Back in ’13, we wrote about a little diddy called “A Song of Our Warming Planet.” The composition put the Earth’s warming from 1880 to 2012 to music — every note corresponded to a year, with the pitch representing a temperature. Now, the composers from the University of Minnesota are back with a new song. This piece, called “Planetary Bands, Warming World,” translates global warming data from different regions of the world to music. And it’s pretty damn amazing.

The co-composers, undergraduate Daniel Crawford and geography professor Scott St. George, set out to represent climate data with a string quartet rather than with the maps and spreadsheets we usually see. The music is written based on surface temperature data from NASA’s Goddard Institute for Space Studies. Here’s Crawford with the details:

The cello matches the temperature of the equatorial zone. The viola tracks the mid-latitudes. The two violins separately match the temperatures of the high altitudes and the arctic.

The pitch of each note is tuned to the average annual temperature of that region. A really low note on the cello means the equatorial zone was cold that year, and a really high note on the violin means warm weather stretching across the arctic.
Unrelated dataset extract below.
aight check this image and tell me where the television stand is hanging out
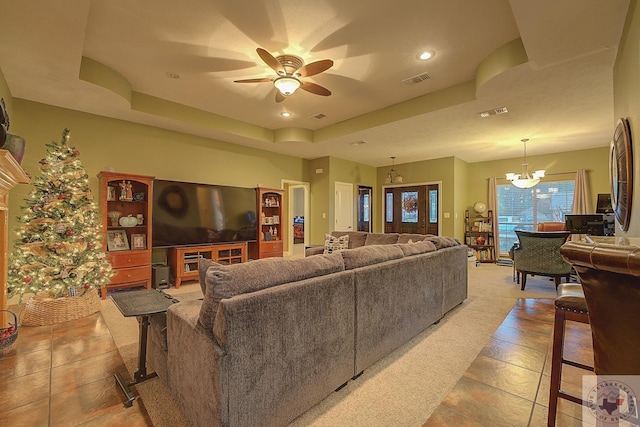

When we blend the four instruments together, the four regions, together, you’re able to hear quite clearly how temperatures fluctuate across the globe, from the equator to the North Pole.

And if we start the performance in 1880 and end at the present, you can hear how much temperatures have increased and what regions have warmed the most.

If you don’t get emotional from listening to string quartet music already (what? gets me every time), you’ll definitely be getting major goosebumps when you hear the cadence — and eventual crescendo — of climate change across the globe.